By Rowena Edwards and Ron Bousso
LONDON (Reuters) – Consumers can expect fuel prices at the pump to remain high into next year due to disruptions to Russian oil supplies and as refineries struggle to meet demand recovering from the pandemic, consultancy Wood Mackenzie said.
The pressure should ease in the second half of next year when several new large refineries including in the Middle East are expected to start up, WoodMac said in a report.
For now, record gasoline and diesel prices in the United States, Europe and elsewhere have cooled global oil demand by around 1 million barrels per day (bpd), roughly 1% of global demand, according to Wood Mackenzie analyst Alan Gelder.
“The system looks very, very tight until a slug of new (refining) capacity comes on,” Gelder told Reuters.
Profits that refineries make from distilling crude oil into fuel such as gasoline and diesel are at record highs of around $30 per barrel, WoodMac said.
Western sanctions on Russian oil following its invasion of Ukraine in February have led to lower Russian crude production and refinery output and severely disrupted oil flows around the world, pushing oil prices higher.
The consultancy expects crude prices to average around $100 per barrel next year compared with $110 this year. Benchmark Brent crude prices are currently near $120 a barrel. [O/R]

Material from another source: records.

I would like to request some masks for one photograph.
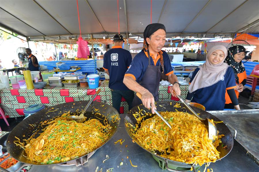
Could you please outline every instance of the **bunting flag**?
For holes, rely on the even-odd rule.
[[[178,45],[178,43],[174,43],[174,44],[175,45],[175,47],[177,47],[177,45]]]

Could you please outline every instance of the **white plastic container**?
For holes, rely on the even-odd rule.
[[[10,84],[8,76],[7,75],[0,76],[0,81],[4,85],[4,88],[10,88]]]
[[[105,78],[105,80],[108,80],[110,79],[110,76],[107,74],[104,73],[104,77]]]
[[[19,89],[20,88],[19,82],[24,80],[23,76],[22,75],[16,75],[9,77],[9,79],[11,82],[12,86],[14,89]]]
[[[34,80],[34,78],[36,76],[39,79],[39,71],[31,71],[31,75],[33,80]]]

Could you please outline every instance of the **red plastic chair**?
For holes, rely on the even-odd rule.
[[[254,95],[256,86],[259,86],[259,80],[258,79],[259,76],[257,75],[258,74],[255,71],[258,70],[259,65],[256,65],[252,71],[251,74],[249,76],[247,76],[246,84],[250,85],[252,86],[251,96]]]
[[[0,107],[0,114],[1,114],[1,115],[2,116],[2,117],[3,117],[3,119],[5,120],[5,123],[6,123],[7,126],[9,126],[9,123],[8,123],[8,121],[7,121],[7,119],[6,119],[6,117],[5,117],[5,113],[3,111],[3,109],[2,109],[2,108],[1,108],[1,107]],[[0,130],[1,130],[1,128],[0,128]]]

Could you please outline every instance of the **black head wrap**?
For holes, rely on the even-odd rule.
[[[143,36],[144,36],[144,42],[143,43],[143,48],[142,50],[147,52],[148,50],[148,44],[146,42],[146,39],[147,38],[149,38],[152,34],[155,33],[158,29],[162,29],[165,30],[166,32],[165,27],[163,24],[161,23],[152,23],[147,25],[144,31]],[[160,51],[158,53],[160,55],[160,62],[162,67],[163,71],[164,71],[164,61],[163,60],[163,55],[162,52]]]
[[[236,62],[234,59],[234,56],[239,53],[244,52],[245,53],[248,52],[245,51],[244,47],[241,45],[235,45],[231,47],[228,50],[228,55],[224,61],[233,68],[235,73],[236,82],[238,84],[239,84],[239,80],[237,77],[237,74],[242,73],[245,69],[242,61],[239,62]]]

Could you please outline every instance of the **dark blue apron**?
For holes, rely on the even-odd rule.
[[[138,83],[151,93],[154,96],[155,101],[157,101],[158,100],[158,89],[162,68],[161,65],[155,66],[150,64],[151,57],[149,51],[148,51],[147,53],[148,56],[148,65],[141,80]],[[141,100],[135,94],[132,102],[133,107],[142,103]]]

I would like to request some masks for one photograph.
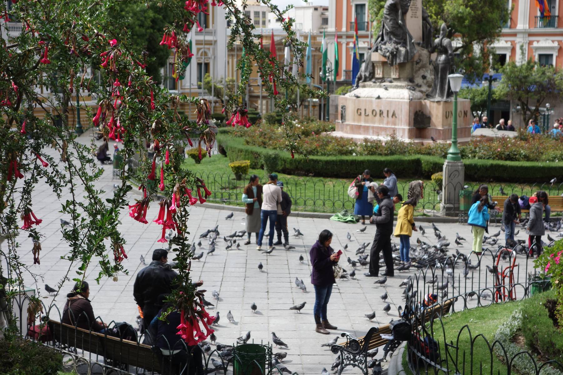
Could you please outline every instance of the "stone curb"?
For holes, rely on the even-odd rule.
[[[393,353],[393,355],[389,360],[387,375],[405,375],[406,373],[403,368],[403,353],[405,351],[406,346],[405,341]]]

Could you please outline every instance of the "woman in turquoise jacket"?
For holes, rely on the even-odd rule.
[[[467,224],[473,227],[473,252],[477,255],[483,251],[483,236],[489,219],[488,204],[489,197],[485,196],[469,209]]]

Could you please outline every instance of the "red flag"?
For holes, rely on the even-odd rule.
[[[270,58],[277,58],[278,54],[276,53],[276,42],[274,40],[274,30],[272,30],[272,38],[270,42]],[[272,68],[275,68],[275,64],[272,62],[270,61],[270,64],[271,64]],[[270,75],[270,82],[274,85],[274,94],[277,95],[279,93],[278,92],[277,89],[276,89],[276,81],[274,79],[274,74],[271,74]]]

Next year, average global refining margins are expected to top their five-year average range, albeit “nowhere near as punchy as 2022,” Gelder said.
The refining sector is operating at maximum where possible, and prioritising diesel in particular, but supply remains insufficient to meet demand as economies continue to recover from the COVID-19 pandemic, Gelder said.
The strain is particularly felt in the diesel and gasoil market which remains undersupplied by around 800,000 bpd, according to WoodMac figures.
The fuel price spike has squeezed household budgets as the cost of travel skyrockets in many parts of the world.
WoodMac expects around 2.5 million bpd of new refining capacity to be brought online over the next three quarters, including the new 400,000 bpd Jizan refinery in Saudi Arabia, Dangote’s 650,000 bpd oil refinery in Nigeria, the 615,000 bpd al-Zour refinery in Kuwait, and a number of sites in China.